Feeling Old
This statistic made Joe Carter feel old:
…based on U.S. Census Bureau statistics, 25 percent of all Americans alive at this moment have never known a world without the Internet and Internet access. That represents 75 million Americans who consider going online as natural as turning on the TV or cooking something in the microwave oven.
I suppose, then, it makes me feel doubly old, because of the comparison they use… I can remember a time when my family, growing up, did not have a microwave. In fact, I remember that at that time, “TV dinners” were not something you microwaved, you cooked them in the oven.
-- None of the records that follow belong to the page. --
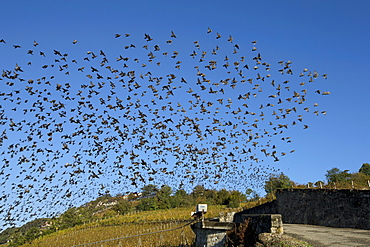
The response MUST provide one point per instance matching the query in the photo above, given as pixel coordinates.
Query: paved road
(320, 236)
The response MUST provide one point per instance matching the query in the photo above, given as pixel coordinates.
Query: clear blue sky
(331, 37)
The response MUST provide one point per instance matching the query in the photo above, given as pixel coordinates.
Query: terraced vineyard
(123, 230)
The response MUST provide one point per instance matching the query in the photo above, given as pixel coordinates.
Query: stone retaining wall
(324, 207)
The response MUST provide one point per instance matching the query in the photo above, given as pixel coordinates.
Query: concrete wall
(335, 208)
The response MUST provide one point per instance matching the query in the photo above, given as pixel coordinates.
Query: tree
(149, 190)
(277, 181)
(122, 207)
(365, 169)
(251, 195)
(335, 175)
(164, 197)
(235, 198)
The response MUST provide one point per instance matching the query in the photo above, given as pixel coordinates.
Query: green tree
(149, 190)
(147, 204)
(182, 199)
(277, 181)
(122, 207)
(335, 175)
(251, 195)
(223, 197)
(365, 169)
(235, 198)
(164, 197)
(69, 218)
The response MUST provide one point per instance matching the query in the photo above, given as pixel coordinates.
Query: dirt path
(328, 236)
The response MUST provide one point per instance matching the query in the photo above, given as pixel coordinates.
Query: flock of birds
(73, 127)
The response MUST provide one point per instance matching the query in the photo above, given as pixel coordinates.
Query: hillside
(131, 224)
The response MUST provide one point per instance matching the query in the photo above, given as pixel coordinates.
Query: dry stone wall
(324, 207)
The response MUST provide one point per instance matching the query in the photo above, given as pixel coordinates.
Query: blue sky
(330, 37)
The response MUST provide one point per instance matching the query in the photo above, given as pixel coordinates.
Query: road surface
(320, 236)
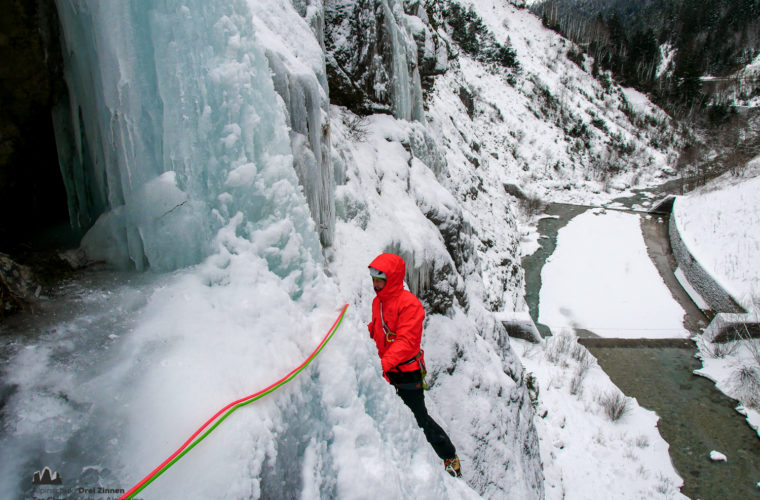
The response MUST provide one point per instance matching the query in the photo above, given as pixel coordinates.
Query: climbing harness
(227, 411)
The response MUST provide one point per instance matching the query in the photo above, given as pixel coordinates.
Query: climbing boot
(452, 467)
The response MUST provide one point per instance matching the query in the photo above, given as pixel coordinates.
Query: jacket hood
(395, 269)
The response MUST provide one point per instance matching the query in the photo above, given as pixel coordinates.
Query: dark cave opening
(33, 198)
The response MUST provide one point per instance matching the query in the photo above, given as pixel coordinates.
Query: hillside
(241, 164)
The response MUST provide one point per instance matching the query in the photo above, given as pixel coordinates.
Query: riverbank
(660, 379)
(720, 226)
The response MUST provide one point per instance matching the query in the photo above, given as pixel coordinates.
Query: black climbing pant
(437, 437)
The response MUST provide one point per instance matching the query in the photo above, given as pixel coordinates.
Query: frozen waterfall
(174, 126)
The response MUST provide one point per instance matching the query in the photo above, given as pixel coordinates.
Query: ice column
(174, 127)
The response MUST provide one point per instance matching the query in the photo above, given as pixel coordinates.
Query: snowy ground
(720, 224)
(585, 451)
(601, 279)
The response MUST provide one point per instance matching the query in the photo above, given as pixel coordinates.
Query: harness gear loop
(423, 371)
(386, 330)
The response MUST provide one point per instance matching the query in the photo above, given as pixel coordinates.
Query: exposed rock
(17, 285)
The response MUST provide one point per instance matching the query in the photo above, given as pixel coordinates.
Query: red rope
(240, 402)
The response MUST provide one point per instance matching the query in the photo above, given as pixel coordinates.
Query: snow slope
(106, 391)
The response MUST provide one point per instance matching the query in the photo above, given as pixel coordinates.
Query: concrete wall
(718, 299)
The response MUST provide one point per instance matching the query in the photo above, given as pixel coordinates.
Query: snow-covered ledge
(709, 292)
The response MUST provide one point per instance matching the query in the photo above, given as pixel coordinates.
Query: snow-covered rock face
(373, 57)
(203, 132)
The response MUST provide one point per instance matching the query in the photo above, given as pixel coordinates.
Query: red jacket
(403, 314)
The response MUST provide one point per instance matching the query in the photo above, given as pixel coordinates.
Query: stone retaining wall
(718, 299)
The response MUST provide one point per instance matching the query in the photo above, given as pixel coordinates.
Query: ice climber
(396, 327)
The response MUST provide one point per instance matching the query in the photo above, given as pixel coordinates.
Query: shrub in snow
(745, 382)
(558, 347)
(614, 404)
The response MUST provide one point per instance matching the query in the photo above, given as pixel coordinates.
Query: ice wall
(372, 57)
(298, 72)
(174, 126)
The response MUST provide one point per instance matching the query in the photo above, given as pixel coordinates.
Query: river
(695, 417)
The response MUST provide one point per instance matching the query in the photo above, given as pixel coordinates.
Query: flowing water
(695, 418)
And you couldn’t have cooked them in the microwave even if you’d wanted to – the packaging was all made of aluminum foil… (And it tasted like it, too!)




I’m an American that was born the year before AOL was founded, so I’ve not known a ‘world without Internet’- and I’m much more comfortable using the Internet than I am turning on the TV or using a microwave.
What does that make me? Young?
Yes.
I remember back in college (mid-late ’80s) there was a chat network they called BITNET. I don’t know what BIT actually stood for (althought I can make a reasonable guess), but some called it the “Because It’s There NETwork”. If I recall correctly, it was only linked between educational networks, and not available to the general public.
We all thought it was the greatest thing ever invented – and then the WWW came along a few years later and made BITNET seem like two tin cans and a string.